Europeans have battled avian metapneumovirus (aMPV) since the 1980s. Today, live and inactivated vaccines keep aMPV under control in Europe and most of the world except in the US, according to Aris Malo, DVM, Royal Dutch Veterinary Association.
“In the rest of the world, people have used aMPV vaccines for at least 30 years…and right now, aMPV is not a big problem like it is in the US,” Malo said.
The current US outbreaks of aMPV started in late 2023 and are acute, with up to 50% mortality and up to 100% flock morbidity. All three subtypes of aMPV (A, B, C) have been confirmed. Unfortunately, no USDA-licensed vaccines against the disease are currently available.
Malo discussed European aMPV research and vaccination programs during the 2024 Delmarva Chicken Association 59th National Meeting on Poultry Health, Processing and Live Production.
Malo anticipates vaccines will be available for US producers soon. “There are American companies that have been producing aMPV vaccines for at least 30 years,” he said. “Those vaccines have been used all over the world.”
Lessons learned from field and lab
“In the field, aMPV can damage the upper respiratory tract, the urogenital tract and affect the systemic immune system,” Malo said. “It can also interact with other respiratory pathogens, like infectious bronchitis, Newcastle disease (ND), Mycoplasma and infectious laryngotracheitis.
“We’ve learned that a good way to control aMPV in your birds is to have a good control program for other respiratory agents,” Malo added.
“For example, if you need to vaccinate against ND, consider changing from a respiratory type of vaccine to a Villegas-Glisson/University of Georgia strain that will go more to the gut and not stress the upper respiratory tract. Therefore, if there’s any aMPV, it will have a lower chance to progress and cause problems.”
The European vaccine research took years and started with basic questions and answers. For example, researchers discovered that turkeys are more susceptible to aMPV than chickens.
“If you infect the turkey, it will show a very clear clinical disease,” Malo added. “Whereas in chickens, development of clinical aMPV depends on the conditions in which they were raised.”
Researchers tested if turkey isolates could infect chickens and if chicken isolates could infect turkeys. The answer to both was yes. “Both species can get sick with a homologous or a heterologous isolate,” Malo explained.
Vaccine development
As the disease progressed in Europe and aMPV research increased, the first vaccines with different subtypes were developed. “The first isolates were subtype A, and the first live and killed vaccines put on the market were based on those isolates,” Malo said.
Later, when subtype B emerged, especially in chickens, live vaccines were developed based on type-B chicken isolates. These vaccines worked well.

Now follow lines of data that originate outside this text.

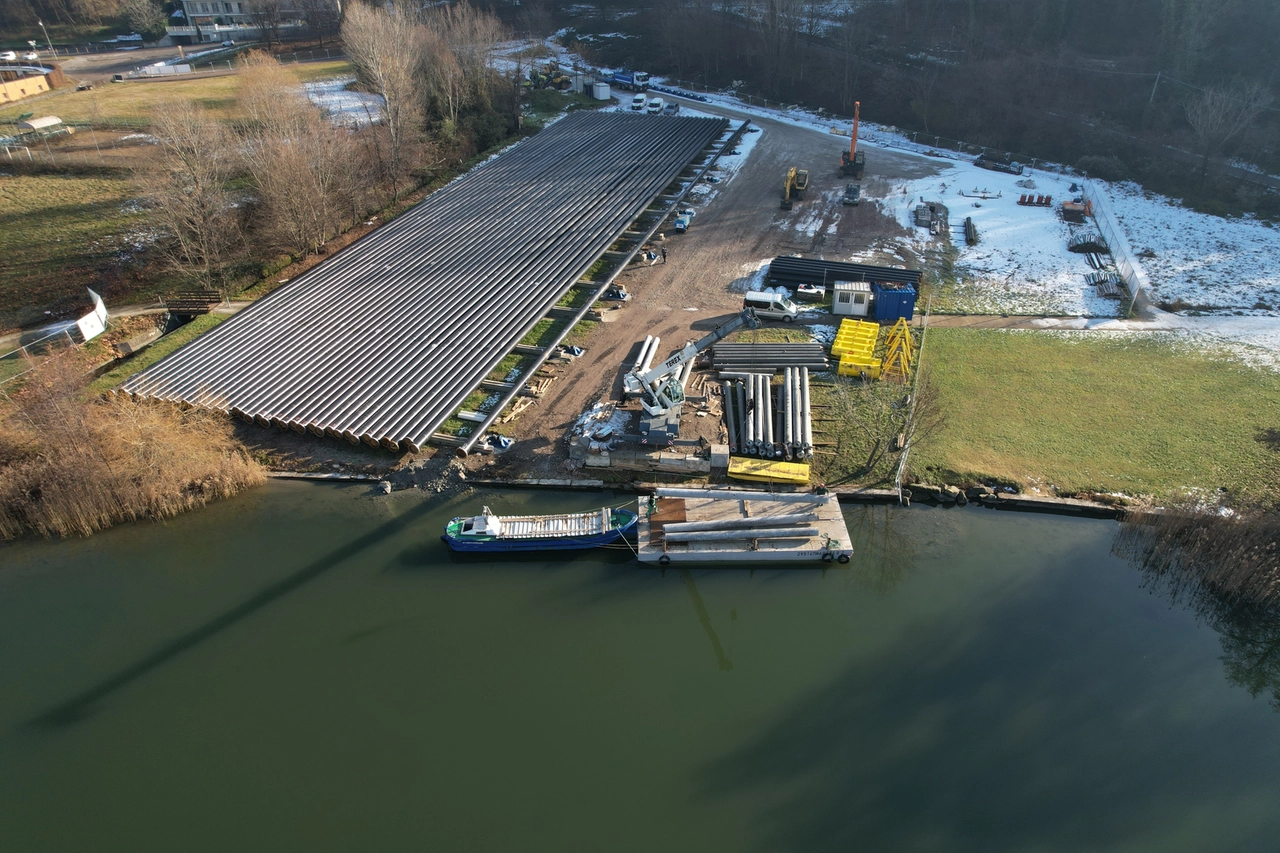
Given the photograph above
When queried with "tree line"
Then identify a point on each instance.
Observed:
(288, 178)
(1102, 81)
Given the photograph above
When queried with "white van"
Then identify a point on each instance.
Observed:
(771, 306)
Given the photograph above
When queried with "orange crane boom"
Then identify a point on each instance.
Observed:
(853, 141)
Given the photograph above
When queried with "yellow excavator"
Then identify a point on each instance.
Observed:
(794, 185)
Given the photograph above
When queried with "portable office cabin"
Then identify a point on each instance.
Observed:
(850, 299)
(892, 301)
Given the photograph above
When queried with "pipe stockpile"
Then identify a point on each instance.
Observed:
(740, 524)
(384, 341)
(762, 533)
(790, 272)
(727, 389)
(768, 357)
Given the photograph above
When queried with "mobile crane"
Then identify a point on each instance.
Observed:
(853, 162)
(661, 387)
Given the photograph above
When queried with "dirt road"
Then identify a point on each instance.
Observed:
(737, 231)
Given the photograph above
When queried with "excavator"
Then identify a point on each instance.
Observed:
(853, 162)
(794, 185)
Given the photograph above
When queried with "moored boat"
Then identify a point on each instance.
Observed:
(563, 532)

“The vaccines can be used in hatcheries starting at day of age,” Malo said. “And they will give good cross-protection between the different subtypes.”
For example, subtype A vaccines will protect turkey poults and chickens challenged with strains from A and B types. Also, vaccines from subtype B will protect birds challenged with strains from types A or B.
“Furthermore, a subtype B vaccine was tested in ovo and showed to be efficacious, which is something to consider when you have a flock vaccination program with several vaccines.”
The Colorado isolate found in the US was also tested by European researchers. “The good news is that subtype A and subtype B vaccines work against subtype C. These vaccines protect 100% against the Colorado isolate,” Malo said. “But they were never put into practice.”
Live- and killed-vaccine program
The vaccination program now used for complete protection against aMPV includes both live and killed vaccines, according to Malo. The recommendations are:
Broilers: “One vaccination with a live vaccine should be enough,” he said.
Layers and breeders: “You want to prime the birds with a live vaccine and, depending on the one you choose, you will need to do it once or twice. Then you use a killed vaccine before the onset of production,” Malo said.
“In a vaccination – challenge study, layers vaccinated with only a live vaccine did not show clinical signs, but they experienced a drop in egg production,” he continued. “So, if you want to protect the reproductive tract against aMPV, use at least a killed vaccine. Layers may show some clinical respiratory signs, but they don’t show a drop in egg production.”
Malo offers a warning about live vaccines. “When using a live vaccine, be aware that aMPV is very sensitive to interference from other respiratory viruses that are present,” he said. “If you get to work with these vaccines, you will need to give them their space to develop a protective level of immunity.
“This means that if you need to vaccinate against ND or infectious bronchitis, you might need to have an interval of about 10 to 14 days to place your aMPV vaccine in a vaccination program to develop a protective level of immunity against the disease.
“We don’t need to reinvent the wheel for this vaccine,” he concluded. “The recipe for the ‘cake’ is already there. You just need to bake it yourself.”